2 Tone Game: Meta Design Notes

 

SPOILER WARNING

This page contains spoilers from the 2-Tone Game. If you haven't already played the game, you might want to do so before continuing reading this page.

Meta is a meta-puzzle, a puzzle that re-uses elements from previous puzzles. I have mixed feelings about meta-puzzles. I can take them or leave them alone.

On the other hand, I dislike weak endings.

For the first playtest, the game didn't have a metapuzzle. I wasn't sure that I even wanted a metapuzzle.

So the first batch of playtesters solved a bunch of puzzles, and at the end... they ran out of puzzles. Nothing special, no hint that they were coming up to the end, no finish.

A metapuzzle would be a fine finish. But... how to create a metapuzzle? I was going to run my final playtests over the course of two consecutive weekends. I would toss out two or three puzzles along the way. Each time I tossed out a puzzle, I'd have to re-work the Meta, right?

I could have a possibly-elegant Meta that might prevent me from using playtesting feedback. Or I could have a looser, less-constrained Meta, less elegant.
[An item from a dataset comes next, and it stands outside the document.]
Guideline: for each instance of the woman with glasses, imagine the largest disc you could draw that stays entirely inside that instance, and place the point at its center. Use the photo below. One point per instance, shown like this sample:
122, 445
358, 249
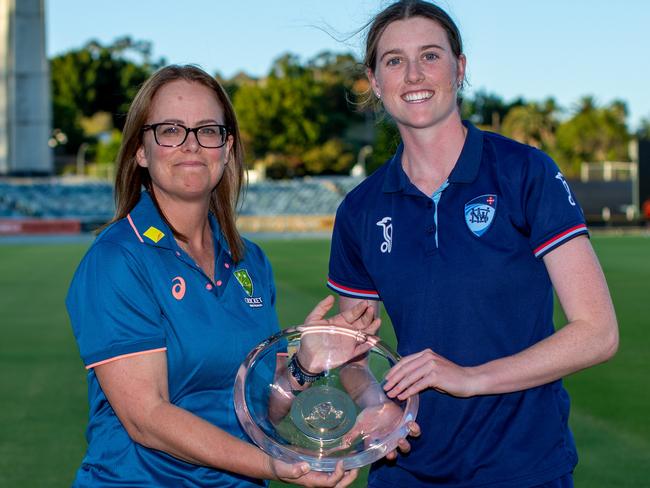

I ended up with a Meta puzzle that wasn't as elegant as what you're probably used to. It didn't use the answers of previous puzzles; too many of those puzzles had constrained answers. If I needed a puzzle whose answer was HIGGS but I had to discard the nonogram puzzle... I might not have another puzzle that could have HIGGS as an answer.

I used the solving methods of previous puzzles, but not the answers. Other, more elegant meta-puzzles have used both.

I think it turned out OK.

I forget how I even came up with it. I guess it was because I'd been tickled that one of the puzzles had a ZULU in it, and the rest just flowed from there.